For his part, Saddam's jesuitical lies regarding his obvious non-compliance with United Nations resolutions, his insistence that Iraq evacuated Kuwait as the victors in the Gulf War, and the legitimacy he invested in being chosen "unanimously" to lead Iraq's terrorized population all helped put an inhuman, sociopathic face on a tyrant that even the most ardent anti-war activists don't defend. Other offhand comments (e.g., "Jealousy is for women…men are not supposed to be jealous of one another" and his self-described "funny anecdote" about only calling the first President Bush Mr. after he'd left office) merely cemented the image of Saddam as someone whose reality principle vanished a long, long time ago.
The best case for not attacking Iraq—that, as U.S. intelligence has held all along, Saddam was not involved with 9/11 and that he can be contained with force short of an invasion—is still wholly legitimate. But Saddam's every utterance speaks directly to the hawk in every dove.
More important to most anti-war protesters, who typically invoke the U.N. as the ultimate arbiter on action in Iraq, is this: If even Saddam agrees with the letter and law of the current U.N. resolutions—"We have committed ourselves to Resolution [sic]"; "No violation has been made by Iraq to anything decided by the United Nations," —he has legitimated an international strike against his regime, even if the U.N. itself watches from the sidelines.
If Saddam's table talk with Dan Rather gave pro-U.N. antiwar activists something to think long and hard about, President's Bush's speech at the American Enterprise Institute's annual dinner, tried to focus attention away from fighting and toward the sort of rosy, best-case scenario usually directed at economic activity rather than the resculpting of a complete world region. Deposing Saddam by force if necessary could, said Bush, lead to a flourishing of democracy in the Middle East, the end of global terrorism, and a final settling of the Palestinian issue. Bush, who came to power articulating a "humble" foreign policy that explicitly eschewed nation-building and what are generally called humanitarian interventions, has patched together themes that, however at odds with his earlier stance, combine something for liberals and conservatives alike (in his phrase, "liberty for an oppressed people, and security for the American people").
While this has been to date Bush's sharpest articulation of his administration's aims in Iraq, to call his scenario simply overly optimistic borders on Saddam-like delusions. "Old patterns of conflict in the Middle East can be broken, if all concerned will let go of bitterness, hatred, and violence, and get on with the serious work of economic development, and political reform, and reconciliation," proclaims Bush, as if there was something original or magical in articulating such an obvious conditional statement.
Indeed, recent adventures in nation-building have been less than smashing successes; rebuilding an entire region will only vastly multiply the degree of difficulty of such a task. It is also not at all clear that such efforts will help bring Al Qaeda to justice or secure American borders and people against further terrorist attacks.

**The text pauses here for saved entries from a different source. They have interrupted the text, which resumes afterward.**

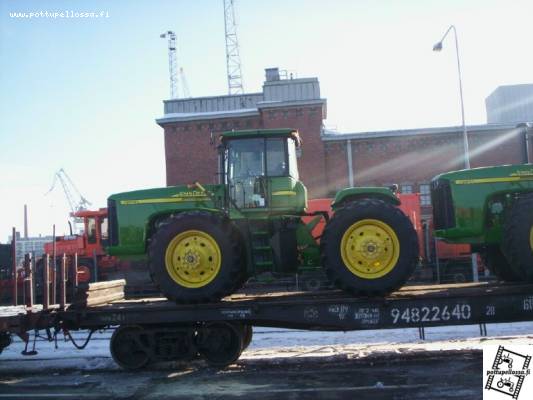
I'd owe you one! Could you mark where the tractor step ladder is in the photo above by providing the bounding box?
[250,225,274,273]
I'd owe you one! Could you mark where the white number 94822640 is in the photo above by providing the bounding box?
[390,304,471,324]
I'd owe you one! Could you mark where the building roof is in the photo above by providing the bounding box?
[321,123,522,142]
[156,108,260,125]
[156,69,327,126]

As important, when Bush declared that "we will remain in Iraq as long as necessary, and not a day more," he may have been setting us up for the sort of essentially permanent camping trips U.S. armed forces have been on in Europe and the Korean Peninsula.
Perhaps the most troubling aspect of last night's speech is that the once-controversial assumption at the core of Bush's foreign policy—the doctrine of preventive war, of striking enemies who are not posing immediate threats—has now become taken for granted as a starting point for action, even as it conceivably justifies an endless repetition of military interventions all around the globe. Last night, Bush spoke of a post-war Iraq in the most flattering and attractive terms Americans could hope for. But if we're to ponder such a potential reality even before the first shot has been fired in this first preventive war, we're also all left to wonder where the next such conflict will take U.S. troops.